The PAR 16s that I bought from ChristieLites many moons ago, I DON'T believe are CSA approved. ADJ had some for sale that weren't CSA approved (I was a bit surprised--I thought approval was a condition of sale in Canada). Might you try normal black screw base holders and some LED MR 16 retrofits? That might give you a better spread anyway -- the PAR 16 don't spread very well, even with a wide lamp. Or would that be too big?
 
The PAR 16s that I bought from ChristieLites many moons ago, I DON'T believe are CSA approved. ADJ had some for sale that weren't CSA approved (I was a bit surprised--I thought approval was a condition of sale in Canada). Might you try normal black screw base holders and some LED MR 16 retrofits? That might give you a better spread anyway -- the PAR 16 don't spread very well, even with a wide lamp. Or would that be too big?

My guy at Christie is investigating this issue. I thought the same about selling in Canada.
 
My guy at Christie is investigating this issue.
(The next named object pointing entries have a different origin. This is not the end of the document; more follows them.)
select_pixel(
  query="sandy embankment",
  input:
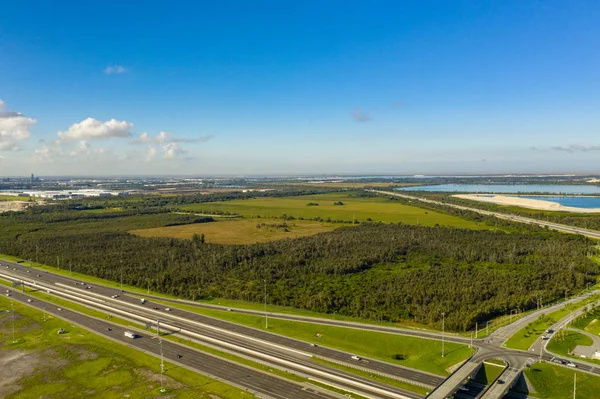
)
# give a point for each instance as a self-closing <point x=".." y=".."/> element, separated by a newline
<point x="525" y="203"/>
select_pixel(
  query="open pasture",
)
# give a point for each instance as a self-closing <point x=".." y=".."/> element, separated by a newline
<point x="324" y="206"/>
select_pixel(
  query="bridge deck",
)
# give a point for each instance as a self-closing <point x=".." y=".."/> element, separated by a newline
<point x="451" y="384"/>
<point x="499" y="389"/>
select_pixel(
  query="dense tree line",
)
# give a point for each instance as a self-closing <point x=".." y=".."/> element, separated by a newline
<point x="374" y="270"/>
<point x="586" y="221"/>
<point x="158" y="201"/>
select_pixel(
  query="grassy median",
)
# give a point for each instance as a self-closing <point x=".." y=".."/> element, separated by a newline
<point x="79" y="363"/>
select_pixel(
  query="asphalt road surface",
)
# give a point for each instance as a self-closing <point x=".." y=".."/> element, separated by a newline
<point x="190" y="321"/>
<point x="247" y="379"/>
<point x="555" y="226"/>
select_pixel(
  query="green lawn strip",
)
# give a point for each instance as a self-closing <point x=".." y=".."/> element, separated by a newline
<point x="418" y="353"/>
<point x="215" y="301"/>
<point x="564" y="341"/>
<point x="556" y="382"/>
<point x="526" y="336"/>
<point x="375" y="377"/>
<point x="590" y="321"/>
<point x="496" y="362"/>
<point x="488" y="373"/>
<point x="114" y="370"/>
<point x="336" y="390"/>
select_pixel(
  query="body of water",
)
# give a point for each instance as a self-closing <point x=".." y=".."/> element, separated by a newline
<point x="576" y="202"/>
<point x="509" y="188"/>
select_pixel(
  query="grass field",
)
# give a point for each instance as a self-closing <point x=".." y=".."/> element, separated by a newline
<point x="526" y="336"/>
<point x="556" y="382"/>
<point x="417" y="353"/>
<point x="216" y="301"/>
<point x="79" y="363"/>
<point x="355" y="208"/>
<point x="565" y="341"/>
<point x="589" y="322"/>
<point x="244" y="231"/>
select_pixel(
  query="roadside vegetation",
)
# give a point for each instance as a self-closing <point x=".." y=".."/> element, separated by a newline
<point x="556" y="382"/>
<point x="583" y="220"/>
<point x="46" y="364"/>
<point x="527" y="336"/>
<point x="377" y="271"/>
<point x="564" y="341"/>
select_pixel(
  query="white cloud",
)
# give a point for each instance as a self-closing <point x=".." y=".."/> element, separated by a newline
<point x="145" y="138"/>
<point x="193" y="140"/>
<point x="173" y="151"/>
<point x="167" y="137"/>
<point x="91" y="128"/>
<point x="114" y="69"/>
<point x="49" y="152"/>
<point x="577" y="148"/>
<point x="82" y="148"/>
<point x="14" y="127"/>
<point x="151" y="154"/>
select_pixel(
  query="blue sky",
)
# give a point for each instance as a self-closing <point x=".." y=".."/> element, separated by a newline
<point x="265" y="87"/>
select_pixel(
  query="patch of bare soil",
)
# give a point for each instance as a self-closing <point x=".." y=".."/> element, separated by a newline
<point x="168" y="381"/>
<point x="15" y="365"/>
<point x="18" y="364"/>
<point x="81" y="352"/>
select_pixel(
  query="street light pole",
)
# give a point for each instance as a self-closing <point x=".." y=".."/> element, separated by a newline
<point x="266" y="316"/>
<point x="443" y="330"/>
<point x="162" y="367"/>
<point x="12" y="305"/>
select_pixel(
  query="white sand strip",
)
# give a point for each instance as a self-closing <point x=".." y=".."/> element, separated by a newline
<point x="525" y="203"/>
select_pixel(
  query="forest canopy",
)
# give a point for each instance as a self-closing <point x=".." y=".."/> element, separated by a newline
<point x="377" y="271"/>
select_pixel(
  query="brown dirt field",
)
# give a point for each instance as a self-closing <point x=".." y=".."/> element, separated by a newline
<point x="240" y="231"/>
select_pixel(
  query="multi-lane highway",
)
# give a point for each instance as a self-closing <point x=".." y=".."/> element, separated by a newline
<point x="262" y="346"/>
<point x="247" y="379"/>
<point x="279" y="350"/>
<point x="514" y="218"/>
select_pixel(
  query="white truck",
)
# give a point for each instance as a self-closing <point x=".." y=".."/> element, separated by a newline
<point x="130" y="334"/>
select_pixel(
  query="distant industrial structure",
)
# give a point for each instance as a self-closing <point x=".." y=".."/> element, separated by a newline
<point x="64" y="194"/>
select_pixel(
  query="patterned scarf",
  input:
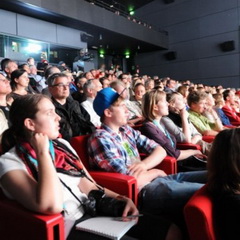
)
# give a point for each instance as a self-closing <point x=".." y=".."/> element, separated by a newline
<point x="63" y="159"/>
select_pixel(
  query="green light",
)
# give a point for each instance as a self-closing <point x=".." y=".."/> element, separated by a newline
<point x="131" y="10"/>
<point x="132" y="13"/>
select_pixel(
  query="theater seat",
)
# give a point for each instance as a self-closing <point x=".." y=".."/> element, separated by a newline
<point x="120" y="183"/>
<point x="198" y="214"/>
<point x="16" y="222"/>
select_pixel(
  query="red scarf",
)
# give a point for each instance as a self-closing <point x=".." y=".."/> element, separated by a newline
<point x="63" y="158"/>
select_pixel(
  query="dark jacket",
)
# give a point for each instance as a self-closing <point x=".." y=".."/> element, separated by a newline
<point x="75" y="120"/>
<point x="153" y="132"/>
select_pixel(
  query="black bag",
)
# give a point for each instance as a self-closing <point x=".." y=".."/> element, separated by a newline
<point x="99" y="204"/>
<point x="192" y="163"/>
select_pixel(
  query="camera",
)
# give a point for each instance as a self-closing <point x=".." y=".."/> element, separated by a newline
<point x="99" y="204"/>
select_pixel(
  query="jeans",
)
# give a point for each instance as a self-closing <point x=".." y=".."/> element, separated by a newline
<point x="168" y="195"/>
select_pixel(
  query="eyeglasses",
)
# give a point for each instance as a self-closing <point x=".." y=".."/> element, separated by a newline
<point x="4" y="80"/>
<point x="61" y="85"/>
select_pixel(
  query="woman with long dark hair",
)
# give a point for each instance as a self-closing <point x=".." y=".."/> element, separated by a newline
<point x="45" y="175"/>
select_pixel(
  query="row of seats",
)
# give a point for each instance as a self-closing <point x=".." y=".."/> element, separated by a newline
<point x="29" y="225"/>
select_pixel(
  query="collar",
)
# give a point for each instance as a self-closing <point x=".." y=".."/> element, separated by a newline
<point x="108" y="129"/>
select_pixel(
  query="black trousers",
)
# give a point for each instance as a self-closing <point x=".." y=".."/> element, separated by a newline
<point x="148" y="227"/>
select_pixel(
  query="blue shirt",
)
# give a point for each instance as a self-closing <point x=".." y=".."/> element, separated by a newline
<point x="116" y="152"/>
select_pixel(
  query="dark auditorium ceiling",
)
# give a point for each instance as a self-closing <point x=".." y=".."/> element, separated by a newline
<point x="129" y="3"/>
<point x="110" y="39"/>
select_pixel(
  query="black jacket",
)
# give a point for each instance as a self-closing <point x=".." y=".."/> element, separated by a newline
<point x="75" y="120"/>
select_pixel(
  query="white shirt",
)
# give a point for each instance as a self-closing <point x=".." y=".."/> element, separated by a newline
<point x="72" y="208"/>
<point x="94" y="118"/>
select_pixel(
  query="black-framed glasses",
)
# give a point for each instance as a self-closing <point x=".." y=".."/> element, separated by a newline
<point x="61" y="85"/>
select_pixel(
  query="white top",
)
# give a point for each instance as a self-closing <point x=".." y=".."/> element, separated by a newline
<point x="94" y="118"/>
<point x="3" y="123"/>
<point x="72" y="208"/>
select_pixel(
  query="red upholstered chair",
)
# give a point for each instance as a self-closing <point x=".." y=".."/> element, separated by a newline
<point x="198" y="214"/>
<point x="208" y="138"/>
<point x="16" y="222"/>
<point x="184" y="146"/>
<point x="120" y="183"/>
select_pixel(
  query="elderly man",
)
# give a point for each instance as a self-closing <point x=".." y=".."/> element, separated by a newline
<point x="75" y="120"/>
<point x="197" y="104"/>
<point x="90" y="88"/>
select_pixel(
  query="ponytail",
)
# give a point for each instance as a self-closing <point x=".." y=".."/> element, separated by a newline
<point x="8" y="140"/>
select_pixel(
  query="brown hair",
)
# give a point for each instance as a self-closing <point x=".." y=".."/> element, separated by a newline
<point x="224" y="162"/>
<point x="195" y="97"/>
<point x="150" y="99"/>
<point x="23" y="107"/>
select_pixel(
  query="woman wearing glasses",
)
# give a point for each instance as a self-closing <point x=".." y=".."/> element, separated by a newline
<point x="32" y="154"/>
<point x="155" y="107"/>
<point x="19" y="83"/>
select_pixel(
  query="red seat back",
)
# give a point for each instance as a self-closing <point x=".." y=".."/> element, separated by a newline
<point x="80" y="144"/>
<point x="198" y="214"/>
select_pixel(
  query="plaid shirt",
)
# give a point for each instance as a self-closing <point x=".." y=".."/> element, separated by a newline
<point x="106" y="148"/>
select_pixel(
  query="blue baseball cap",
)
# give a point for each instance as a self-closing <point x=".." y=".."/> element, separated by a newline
<point x="104" y="99"/>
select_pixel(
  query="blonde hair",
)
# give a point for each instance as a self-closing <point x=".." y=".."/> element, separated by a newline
<point x="150" y="99"/>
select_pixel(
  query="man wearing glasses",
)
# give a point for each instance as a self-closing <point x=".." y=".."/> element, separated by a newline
<point x="5" y="89"/>
<point x="75" y="120"/>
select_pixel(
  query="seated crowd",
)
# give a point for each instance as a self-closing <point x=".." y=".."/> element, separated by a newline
<point x="40" y="114"/>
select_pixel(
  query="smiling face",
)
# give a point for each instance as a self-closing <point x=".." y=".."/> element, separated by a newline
<point x="60" y="88"/>
<point x="161" y="108"/>
<point x="199" y="107"/>
<point x="5" y="87"/>
<point x="117" y="114"/>
<point x="139" y="92"/>
<point x="46" y="120"/>
<point x="23" y="80"/>
<point x="177" y="103"/>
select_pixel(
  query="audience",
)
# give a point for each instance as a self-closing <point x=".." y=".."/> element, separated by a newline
<point x="90" y="88"/>
<point x="114" y="145"/>
<point x="75" y="120"/>
<point x="155" y="107"/>
<point x="135" y="112"/>
<point x="5" y="89"/>
<point x="177" y="122"/>
<point x="210" y="112"/>
<point x="19" y="83"/>
<point x="229" y="98"/>
<point x="219" y="103"/>
<point x="37" y="171"/>
<point x="197" y="104"/>
<point x="115" y="148"/>
<point x="79" y="94"/>
<point x="224" y="183"/>
<point x="8" y="66"/>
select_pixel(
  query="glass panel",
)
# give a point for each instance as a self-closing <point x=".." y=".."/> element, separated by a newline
<point x="20" y="49"/>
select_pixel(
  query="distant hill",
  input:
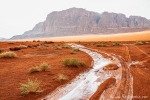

I thought the same about selling in Canada.
@smacks999 A few words regarding MR16 birdies as footlights. The rock opera Tommy was spec'd to use eight 120 Volt MR16 birdies across the front of the deck for footlights. There are very few 120 volt MR16's, ANSI EZK's come to mind but I may have the ANSI code incorrect. In retrospect they would have been far better to use transformer coupled 6 or 12 volt MR16's. We built the show to the New York designer's specs and shipped the scenery and automation to Offenbach, Frankfurt, Germany. This was 1995. The production electrician completed his pre-show lamp check and began every performance with eight working MR16's. By the finale there were always less than eight operational. Primarily vibration through the false show deck was shaking the tiny, compact and thin, 120 volt filaments to bits. There are no 230 volt MR16's. Both in Frankfurt in 1995 and again in London, England in 1996 we'd been requested to provide 120 volt MR16's connected in series wired pairs across 230 volts in Germany and 240 volts in England. Had they gone with 6 volt MR16's and transformers the filaments would've been manufactured with much shorter lengths of much coarser, heavier gauge, wire to handle the extra current consumed at the lower voltage; due to be appreciably thicker the filaments would have withstood the constant vibrations appreciably better.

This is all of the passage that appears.